Panel: Posing and Composing Selves
Copanelists: Maile Gresham and Barbara Zabel
Multicultural biography—especially of Asian American authorship—attained a momentum of widespread popularity in the 1980s–1990s due to the way in which the biographical form of culturally expressing first-person subjectivity was considered authoritative. But in the aftermath of the multiculturalist dispensation, the expectation of truth from literary conceptions for translating a cultural “self” has been put into question. One such inquiry derives from performance theory and the argument that identification becomes unstable when viewers engage in staged representations of the “self,” since even the embodied subject of “race” confronts a host of preconceived notions that concern cultural translation as much as self and other paradigms. In view of the unfixable nature of identity itself, this paper undertakes an analysis of biographical reiterations in rapport with bodilyoriented video expressions. The equivocal nature of visual and textual portrayals of a given “self” can either contradict or substantiate the power of the “statement” in the practice of self-naming. In this way, artists have introduced the elusive figure of the “self” as a compositional subject, one that thwarts the multicultural expectation for professing and substantiating an “authentic” cultural identity.

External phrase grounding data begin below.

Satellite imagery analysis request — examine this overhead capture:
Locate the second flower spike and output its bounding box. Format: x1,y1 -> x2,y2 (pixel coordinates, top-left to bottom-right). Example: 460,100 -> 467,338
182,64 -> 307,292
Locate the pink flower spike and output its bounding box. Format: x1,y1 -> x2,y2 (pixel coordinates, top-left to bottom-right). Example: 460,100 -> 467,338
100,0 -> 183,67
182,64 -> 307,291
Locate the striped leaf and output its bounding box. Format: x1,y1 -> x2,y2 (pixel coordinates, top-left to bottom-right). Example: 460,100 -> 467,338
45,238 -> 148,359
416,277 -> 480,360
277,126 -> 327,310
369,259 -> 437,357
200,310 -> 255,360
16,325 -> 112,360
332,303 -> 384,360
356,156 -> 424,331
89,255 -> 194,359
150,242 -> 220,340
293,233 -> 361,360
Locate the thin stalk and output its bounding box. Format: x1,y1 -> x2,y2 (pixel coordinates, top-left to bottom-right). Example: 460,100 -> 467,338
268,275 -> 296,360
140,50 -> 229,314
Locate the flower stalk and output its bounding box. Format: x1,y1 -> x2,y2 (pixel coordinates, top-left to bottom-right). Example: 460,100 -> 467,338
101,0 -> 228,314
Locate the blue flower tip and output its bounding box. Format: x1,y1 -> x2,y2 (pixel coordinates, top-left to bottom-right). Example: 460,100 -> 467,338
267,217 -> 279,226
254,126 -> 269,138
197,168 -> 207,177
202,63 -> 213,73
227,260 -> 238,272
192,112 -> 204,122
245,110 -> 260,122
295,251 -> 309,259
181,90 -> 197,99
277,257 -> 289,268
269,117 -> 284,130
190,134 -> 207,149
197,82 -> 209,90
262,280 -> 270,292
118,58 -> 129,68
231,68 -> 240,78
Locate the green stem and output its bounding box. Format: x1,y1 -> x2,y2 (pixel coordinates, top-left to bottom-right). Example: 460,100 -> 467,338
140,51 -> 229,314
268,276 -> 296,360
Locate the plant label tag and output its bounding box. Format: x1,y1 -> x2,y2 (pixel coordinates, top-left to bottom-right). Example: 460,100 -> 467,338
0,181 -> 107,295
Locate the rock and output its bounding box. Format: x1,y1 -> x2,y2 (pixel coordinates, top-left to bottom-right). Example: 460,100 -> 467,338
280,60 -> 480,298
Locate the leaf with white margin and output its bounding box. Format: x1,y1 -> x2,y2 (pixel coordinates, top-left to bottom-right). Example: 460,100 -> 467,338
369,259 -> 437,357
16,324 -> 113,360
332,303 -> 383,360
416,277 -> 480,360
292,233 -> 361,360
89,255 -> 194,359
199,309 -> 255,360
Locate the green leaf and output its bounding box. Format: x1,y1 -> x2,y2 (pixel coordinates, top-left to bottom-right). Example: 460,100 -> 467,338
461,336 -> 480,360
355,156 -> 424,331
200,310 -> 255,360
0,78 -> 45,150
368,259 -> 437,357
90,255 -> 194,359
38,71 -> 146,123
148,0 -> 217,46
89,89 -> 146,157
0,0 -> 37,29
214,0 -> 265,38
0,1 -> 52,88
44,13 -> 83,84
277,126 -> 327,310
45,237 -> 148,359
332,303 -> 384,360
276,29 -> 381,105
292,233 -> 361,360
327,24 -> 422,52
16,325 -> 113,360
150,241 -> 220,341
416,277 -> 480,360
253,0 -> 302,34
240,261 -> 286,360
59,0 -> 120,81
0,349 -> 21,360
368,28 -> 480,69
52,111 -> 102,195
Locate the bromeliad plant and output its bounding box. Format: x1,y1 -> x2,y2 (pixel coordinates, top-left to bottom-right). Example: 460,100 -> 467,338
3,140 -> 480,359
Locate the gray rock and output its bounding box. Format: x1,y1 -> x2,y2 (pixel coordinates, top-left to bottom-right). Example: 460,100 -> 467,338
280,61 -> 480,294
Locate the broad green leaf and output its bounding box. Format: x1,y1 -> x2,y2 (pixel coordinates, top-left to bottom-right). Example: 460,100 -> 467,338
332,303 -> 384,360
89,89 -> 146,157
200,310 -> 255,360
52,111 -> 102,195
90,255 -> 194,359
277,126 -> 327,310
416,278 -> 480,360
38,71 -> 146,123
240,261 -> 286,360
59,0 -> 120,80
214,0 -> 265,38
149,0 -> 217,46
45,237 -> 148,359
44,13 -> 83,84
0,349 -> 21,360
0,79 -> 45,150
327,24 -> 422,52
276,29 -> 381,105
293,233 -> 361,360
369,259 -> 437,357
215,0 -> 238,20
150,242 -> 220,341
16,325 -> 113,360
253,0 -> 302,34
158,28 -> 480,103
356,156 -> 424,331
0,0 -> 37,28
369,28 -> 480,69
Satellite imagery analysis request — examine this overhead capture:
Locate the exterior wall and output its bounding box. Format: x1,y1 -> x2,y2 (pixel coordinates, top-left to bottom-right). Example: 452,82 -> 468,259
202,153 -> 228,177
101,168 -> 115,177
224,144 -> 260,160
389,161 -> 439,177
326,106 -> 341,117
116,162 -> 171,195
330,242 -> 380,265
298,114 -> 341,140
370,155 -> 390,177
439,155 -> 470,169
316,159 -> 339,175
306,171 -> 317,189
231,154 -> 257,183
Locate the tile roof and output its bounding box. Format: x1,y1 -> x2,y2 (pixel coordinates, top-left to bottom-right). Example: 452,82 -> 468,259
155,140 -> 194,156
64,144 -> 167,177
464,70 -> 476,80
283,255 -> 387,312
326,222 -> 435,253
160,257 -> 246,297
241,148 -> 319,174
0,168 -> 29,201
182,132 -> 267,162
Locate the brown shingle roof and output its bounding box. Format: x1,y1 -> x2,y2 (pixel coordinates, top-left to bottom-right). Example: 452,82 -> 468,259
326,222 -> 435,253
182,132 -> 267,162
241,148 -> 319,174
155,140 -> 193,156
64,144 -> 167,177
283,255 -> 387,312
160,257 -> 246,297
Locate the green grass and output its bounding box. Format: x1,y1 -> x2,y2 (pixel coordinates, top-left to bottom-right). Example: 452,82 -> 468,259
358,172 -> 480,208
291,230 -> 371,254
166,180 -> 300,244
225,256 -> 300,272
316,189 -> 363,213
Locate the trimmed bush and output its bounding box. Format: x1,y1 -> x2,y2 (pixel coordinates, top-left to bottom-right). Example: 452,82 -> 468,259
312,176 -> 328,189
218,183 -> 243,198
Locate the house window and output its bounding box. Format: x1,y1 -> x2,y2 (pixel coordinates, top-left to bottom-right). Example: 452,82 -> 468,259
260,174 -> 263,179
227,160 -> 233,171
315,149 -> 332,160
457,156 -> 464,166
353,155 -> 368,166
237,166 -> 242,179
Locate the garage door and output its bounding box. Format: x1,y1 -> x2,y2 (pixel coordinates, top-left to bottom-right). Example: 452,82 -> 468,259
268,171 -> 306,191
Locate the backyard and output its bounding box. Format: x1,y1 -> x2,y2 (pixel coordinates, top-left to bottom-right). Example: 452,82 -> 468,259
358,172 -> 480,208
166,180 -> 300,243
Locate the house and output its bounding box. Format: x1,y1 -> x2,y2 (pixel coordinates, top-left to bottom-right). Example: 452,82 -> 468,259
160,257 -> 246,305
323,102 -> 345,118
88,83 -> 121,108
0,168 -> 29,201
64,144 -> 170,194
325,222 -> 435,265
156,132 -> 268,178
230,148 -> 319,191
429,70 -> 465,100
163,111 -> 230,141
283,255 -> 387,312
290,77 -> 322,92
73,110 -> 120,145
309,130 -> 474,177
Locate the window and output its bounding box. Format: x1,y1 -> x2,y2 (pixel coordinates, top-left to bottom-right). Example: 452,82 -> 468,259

Jane Chin Davidson is a Lecturer in Contemporary Art in the Asian American Studies Department at the University of California, Irvine. She is the 2008–2009 recipient of the ESRC Postdoctoral Fellowship in association with the Cultural Theory Institute at the University of Manchester. Her research and publications (including journal articles in Textile, NC Media, and Signs) focus on contemporary bodily-oriented artworks and subjects of artistic globalization.